5 traits of teams that make on-call less terrible for developers
I understand the frustration of the anti on-call party. If you go to school to be a doctor, you know that being on-call is likely in your future. You didn't know that being on-call would be a part of your job when you started writing code.
Like the anti on-call party, I find no immediate joy being on-call. But today, you're swimming upstream if you are a developer and don't want to be on call. In Who owns on-call?, Increment surveyed over thirty industry leaders about their on-call rotations. All but one had developers on call (Slack), but that is changing:
Crowley says that they’ve recently started to see scalability problems with the old way of operations, however, which led Slack to create a secondary on-call rotation full of developers; software and performance bugs, he says, are becoming much more common than low-level infrastructure problems—bugs that only the development teams know how to fix.
To me, it's a no-brainer: if the root cause of most incidents are hardware and network partition failures, then it makes sense for operations to be on-call. They are the ones familiar with those systems. However, if the majority of problem lie within code, a developer needs to write the fix.
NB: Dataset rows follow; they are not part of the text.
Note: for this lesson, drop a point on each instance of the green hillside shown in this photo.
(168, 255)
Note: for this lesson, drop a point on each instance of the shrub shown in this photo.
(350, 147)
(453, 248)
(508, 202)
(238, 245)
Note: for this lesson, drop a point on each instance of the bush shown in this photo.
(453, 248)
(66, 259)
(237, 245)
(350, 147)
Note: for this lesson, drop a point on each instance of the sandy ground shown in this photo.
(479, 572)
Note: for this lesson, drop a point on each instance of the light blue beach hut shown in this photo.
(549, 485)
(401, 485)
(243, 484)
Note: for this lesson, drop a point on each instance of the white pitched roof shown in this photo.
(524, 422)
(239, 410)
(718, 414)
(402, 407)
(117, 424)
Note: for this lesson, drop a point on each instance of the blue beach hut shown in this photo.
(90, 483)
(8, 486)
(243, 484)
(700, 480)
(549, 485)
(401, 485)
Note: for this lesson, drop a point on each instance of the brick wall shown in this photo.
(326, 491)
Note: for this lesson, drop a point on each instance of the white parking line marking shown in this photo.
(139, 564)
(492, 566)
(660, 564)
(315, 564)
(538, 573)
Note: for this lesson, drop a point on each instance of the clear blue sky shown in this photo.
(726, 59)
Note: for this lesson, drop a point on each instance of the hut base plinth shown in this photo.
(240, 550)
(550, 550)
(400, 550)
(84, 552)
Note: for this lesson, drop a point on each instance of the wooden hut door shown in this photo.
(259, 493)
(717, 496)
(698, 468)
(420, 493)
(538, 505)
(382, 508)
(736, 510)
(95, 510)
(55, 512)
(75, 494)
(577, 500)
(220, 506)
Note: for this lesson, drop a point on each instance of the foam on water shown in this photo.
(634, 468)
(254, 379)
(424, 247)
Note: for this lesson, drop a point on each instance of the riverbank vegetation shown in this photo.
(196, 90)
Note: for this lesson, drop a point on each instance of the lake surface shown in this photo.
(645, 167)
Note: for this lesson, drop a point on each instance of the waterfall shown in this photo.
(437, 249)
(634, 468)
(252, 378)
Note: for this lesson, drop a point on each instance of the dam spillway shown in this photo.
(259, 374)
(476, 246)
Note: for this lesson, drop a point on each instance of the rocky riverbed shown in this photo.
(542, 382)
The underlying infrastructure our apps sit on top of is becoming remarkably more reliable, which means developers are gaining more responsibility (that's a positive spin, right?).
Over the past decade, I've primarily worked on small, fast-moving development teams. I've always valued my time away from the office and believe our developers should too. Developers have always been apart of these on-call rotations and I haven't hated this experience. Below are five traits I've seen from teams that have a healthy relationship with being on-call:
1. Move fast with stable infrastructure
Your hip startup office walls may be covered with posters of the famous Facebook "Move fast and break things" slogan. What you might not know - Facebook changed that motto to "Move fast with stable infrastructure".
That's a lot less of a catchy, poster-worthy slogan, isn't it?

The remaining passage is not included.